Inferring Clonal Dynamics in Blood using Single-Cell Measurements

Abstract

In this work, we uniquely tag hematopoietic (blood) stem cells with genetic barcodes and follow their progeny over time to ask whether clonally related cells in myeloproliferative neoplasms (MPNs) favor particular blood cell fates. Myeloproliferative neoplasms are clonal disorders driven most frequently by the JAK2-V617F mutation, which arises in a single hematopoietic stem cell (HSC) and ultimately dominates the normal process of blood cell production. Although all patients carry the same driver mutation, they still branch into three distinct disease forms—essential thrombocythemia (ET), polycythemia vera (PV), or primary myelofibrosis (PMF)—and the reason for this variation remains unknown. One compelling hypothesis is that the JAK2-V617F mutation may arise in HSC subsets with intrinsic biases toward platlet-producing cells (as in ET) or red blood cell precursors (PV). To investigate this question, we analyzed bone-marrow cKit⁺ cells from mice engineered for inducible MPN disease and CRISPR array repair lineage tracing (CARLIN), using single-cell RNA sequencing. Our gene expression analysis shows that the mutation keeps key signaling and stress-response genes switched on and boosts growth-promoting enzymes, collectively pushing blood production toward the myeloid line.
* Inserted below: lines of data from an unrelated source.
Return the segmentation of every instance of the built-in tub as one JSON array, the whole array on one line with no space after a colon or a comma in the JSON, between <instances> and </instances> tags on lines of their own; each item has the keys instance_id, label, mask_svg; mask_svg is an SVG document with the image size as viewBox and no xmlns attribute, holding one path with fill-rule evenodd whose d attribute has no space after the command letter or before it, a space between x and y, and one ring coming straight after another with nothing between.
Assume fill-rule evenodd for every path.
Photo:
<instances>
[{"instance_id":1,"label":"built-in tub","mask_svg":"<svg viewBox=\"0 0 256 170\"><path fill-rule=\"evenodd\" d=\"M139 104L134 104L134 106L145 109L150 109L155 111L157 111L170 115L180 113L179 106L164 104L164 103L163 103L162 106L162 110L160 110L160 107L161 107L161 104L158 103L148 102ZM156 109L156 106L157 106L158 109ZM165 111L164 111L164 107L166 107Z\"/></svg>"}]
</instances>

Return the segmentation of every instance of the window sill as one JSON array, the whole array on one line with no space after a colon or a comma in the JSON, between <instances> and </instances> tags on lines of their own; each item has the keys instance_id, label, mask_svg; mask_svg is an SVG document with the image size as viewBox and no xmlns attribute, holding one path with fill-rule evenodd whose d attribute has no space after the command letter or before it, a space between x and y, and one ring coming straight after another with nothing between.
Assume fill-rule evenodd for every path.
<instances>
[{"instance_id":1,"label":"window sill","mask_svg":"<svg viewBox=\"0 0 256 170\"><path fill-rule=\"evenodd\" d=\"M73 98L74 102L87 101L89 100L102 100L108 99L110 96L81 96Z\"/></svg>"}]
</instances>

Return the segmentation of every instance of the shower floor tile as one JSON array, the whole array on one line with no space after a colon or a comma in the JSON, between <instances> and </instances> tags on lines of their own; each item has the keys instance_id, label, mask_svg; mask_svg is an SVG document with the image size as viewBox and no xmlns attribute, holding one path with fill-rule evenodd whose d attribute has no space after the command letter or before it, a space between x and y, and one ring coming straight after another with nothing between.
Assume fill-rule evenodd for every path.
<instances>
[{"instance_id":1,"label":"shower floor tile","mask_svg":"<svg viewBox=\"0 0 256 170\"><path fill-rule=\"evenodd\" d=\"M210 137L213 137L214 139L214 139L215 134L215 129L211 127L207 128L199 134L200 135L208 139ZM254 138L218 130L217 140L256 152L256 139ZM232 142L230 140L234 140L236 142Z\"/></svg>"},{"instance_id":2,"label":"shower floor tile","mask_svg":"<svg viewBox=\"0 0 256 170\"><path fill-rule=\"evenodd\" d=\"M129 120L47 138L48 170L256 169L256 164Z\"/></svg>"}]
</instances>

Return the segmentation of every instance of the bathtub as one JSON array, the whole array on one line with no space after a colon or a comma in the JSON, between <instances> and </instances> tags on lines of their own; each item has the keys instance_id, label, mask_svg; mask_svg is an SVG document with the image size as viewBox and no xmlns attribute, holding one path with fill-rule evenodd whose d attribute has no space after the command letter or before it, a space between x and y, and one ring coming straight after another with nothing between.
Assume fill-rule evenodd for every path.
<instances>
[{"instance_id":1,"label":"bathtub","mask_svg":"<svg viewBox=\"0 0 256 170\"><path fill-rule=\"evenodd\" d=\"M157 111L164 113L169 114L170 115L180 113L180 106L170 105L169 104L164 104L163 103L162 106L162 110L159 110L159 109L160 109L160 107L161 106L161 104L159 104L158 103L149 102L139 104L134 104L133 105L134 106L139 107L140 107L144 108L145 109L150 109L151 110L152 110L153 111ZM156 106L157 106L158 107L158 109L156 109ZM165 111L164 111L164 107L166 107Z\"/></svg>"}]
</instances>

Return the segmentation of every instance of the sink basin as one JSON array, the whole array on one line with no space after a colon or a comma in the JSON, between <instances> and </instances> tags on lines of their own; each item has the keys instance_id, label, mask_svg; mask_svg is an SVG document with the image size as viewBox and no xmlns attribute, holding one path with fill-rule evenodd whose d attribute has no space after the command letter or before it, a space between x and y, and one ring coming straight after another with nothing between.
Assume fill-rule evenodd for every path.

At the resolution of individual CARLIN clones (i.e. cells grouped by a shared progenitor), however, we observe no robust mutation-induced lineage bias—an outcome attributable to limited clone recovery and inter-mouse variability. Crucially, this work establishes a scalable analysis pipeline for future, higher-yield CARLIN experiments. Enhancing lineage-tracing sensitivity, barcode diversity, and biological replication will be essential to test whether these interferon-/stress-response and kinase programs manifest as subtle, clone-level fate biases in JAK2-driven MPN.